Hello , I have been having trouble with understanding what to do with those ε-δ Limits that involve an extra "x" factor in the result, I'll just write out the problem and perhaps you could correct or instruct me on the logic behind it.

$\displaystyle \lim_{x \to 2}(x^2 + x - 2) = 4$

$\displaystyle 0 < |x - 2| < \delta \Rightarrow |(x^2 + x - 2) - 4| < \epsilon $

$\displaystyle 0 < |x - 2| < \delta \Rightarrow |x^2 + x - 6| < \epsilon $

$\displaystyle 0 < |x - 2| < \delta \Rightarrow |(x + 3)(x - 2)| < \epsilon $

$\displaystyle 0 < |x - 2| < \delta \Rightarrow |x + 3||x - 2| < \epsilon $

Here, I'm kind of confused. I've seen the best explanation so far here: Created with Camtasia Studio 5 & I'd like to follow the method to get everything in working order.

1:Because of the |x - 2|< δ, (i.e. the x-->2 in the original limit), we know that x is very close to 2, just a bit bigger than it. Because this is so the |x + 3| term is very close to 5, just a bit above it. In fact, it will definitely be less than 6.

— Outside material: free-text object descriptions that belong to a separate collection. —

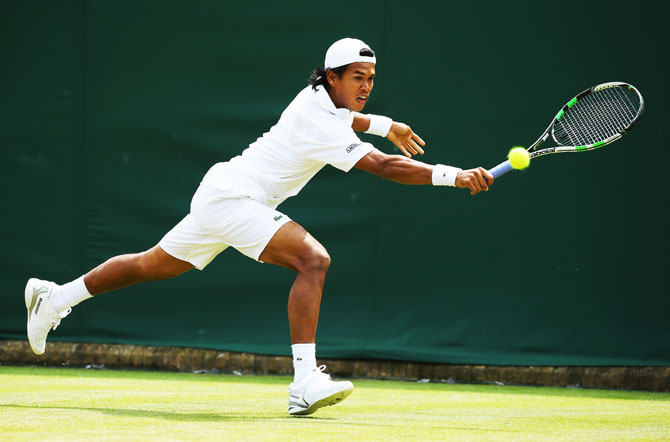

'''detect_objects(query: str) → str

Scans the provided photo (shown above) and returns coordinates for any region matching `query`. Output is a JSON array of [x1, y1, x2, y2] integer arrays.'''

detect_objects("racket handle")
[[489, 160, 513, 179]]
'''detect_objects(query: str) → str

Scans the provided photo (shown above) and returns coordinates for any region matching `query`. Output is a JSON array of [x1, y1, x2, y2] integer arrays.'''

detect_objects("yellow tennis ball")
[[508, 147, 530, 170]]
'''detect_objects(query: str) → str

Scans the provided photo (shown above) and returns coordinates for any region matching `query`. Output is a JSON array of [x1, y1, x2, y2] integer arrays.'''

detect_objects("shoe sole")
[[24, 278, 45, 355], [290, 384, 353, 416]]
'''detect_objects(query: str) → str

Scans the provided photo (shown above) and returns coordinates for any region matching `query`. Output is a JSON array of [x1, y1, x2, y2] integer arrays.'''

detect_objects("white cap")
[[324, 38, 376, 70]]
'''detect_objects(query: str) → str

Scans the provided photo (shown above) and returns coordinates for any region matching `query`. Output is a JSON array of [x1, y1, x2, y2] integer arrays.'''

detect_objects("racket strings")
[[573, 96, 613, 143], [618, 87, 640, 117], [553, 86, 641, 147], [557, 101, 605, 146], [603, 87, 636, 130], [559, 94, 618, 145]]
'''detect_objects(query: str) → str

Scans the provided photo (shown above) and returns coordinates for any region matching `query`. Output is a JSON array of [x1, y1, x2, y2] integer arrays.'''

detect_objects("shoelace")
[[288, 365, 333, 393], [315, 365, 332, 380], [51, 308, 72, 331]]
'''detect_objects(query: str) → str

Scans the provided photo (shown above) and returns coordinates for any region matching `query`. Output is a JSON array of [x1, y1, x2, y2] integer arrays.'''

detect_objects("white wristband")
[[432, 164, 462, 187], [365, 114, 393, 137]]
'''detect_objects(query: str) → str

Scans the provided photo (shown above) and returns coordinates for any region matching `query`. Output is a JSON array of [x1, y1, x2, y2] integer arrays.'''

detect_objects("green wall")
[[2, 1, 669, 366]]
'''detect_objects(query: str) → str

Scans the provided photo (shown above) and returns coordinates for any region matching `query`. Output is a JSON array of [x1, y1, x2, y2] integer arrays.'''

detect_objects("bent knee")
[[301, 249, 331, 275]]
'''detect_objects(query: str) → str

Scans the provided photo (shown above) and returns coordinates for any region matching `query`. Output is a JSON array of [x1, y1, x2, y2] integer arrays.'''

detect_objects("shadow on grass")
[[0, 404, 521, 434], [0, 403, 360, 424]]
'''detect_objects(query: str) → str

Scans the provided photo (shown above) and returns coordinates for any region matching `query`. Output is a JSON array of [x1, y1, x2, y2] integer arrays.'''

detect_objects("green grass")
[[1, 366, 669, 441]]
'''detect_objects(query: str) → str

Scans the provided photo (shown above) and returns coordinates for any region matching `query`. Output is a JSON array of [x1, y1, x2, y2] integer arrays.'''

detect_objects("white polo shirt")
[[200, 85, 375, 208]]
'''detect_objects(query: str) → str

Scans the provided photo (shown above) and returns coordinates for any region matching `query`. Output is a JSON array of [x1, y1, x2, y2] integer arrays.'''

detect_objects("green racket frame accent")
[[573, 140, 607, 152], [556, 97, 578, 120]]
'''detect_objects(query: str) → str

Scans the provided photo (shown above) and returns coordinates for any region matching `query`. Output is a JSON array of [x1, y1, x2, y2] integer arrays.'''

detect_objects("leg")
[[259, 221, 330, 344], [84, 245, 194, 295], [25, 244, 193, 355], [259, 221, 353, 416]]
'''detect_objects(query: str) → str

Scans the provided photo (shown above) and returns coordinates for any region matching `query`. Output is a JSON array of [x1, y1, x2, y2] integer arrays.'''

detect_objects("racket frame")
[[490, 82, 644, 179]]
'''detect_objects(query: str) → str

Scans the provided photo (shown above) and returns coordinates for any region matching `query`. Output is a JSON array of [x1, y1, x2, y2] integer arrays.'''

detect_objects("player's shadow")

We can say with confidence that;

|x + 3||x - 2| < 6|x - 2|

2:Here I'm a bit unsure, can we say that;

6|x - 2| < ε

|x - 2|< ε/6 ? I think this works because although the gap from. say, 5.0000001 to being less than 6 (from the inequality) is big, when we divide ε by 6 we are creating more space.

3:Is there a way to make it look pretty? Is the answer that as long as δ = ε/6 we can guarantee the limit?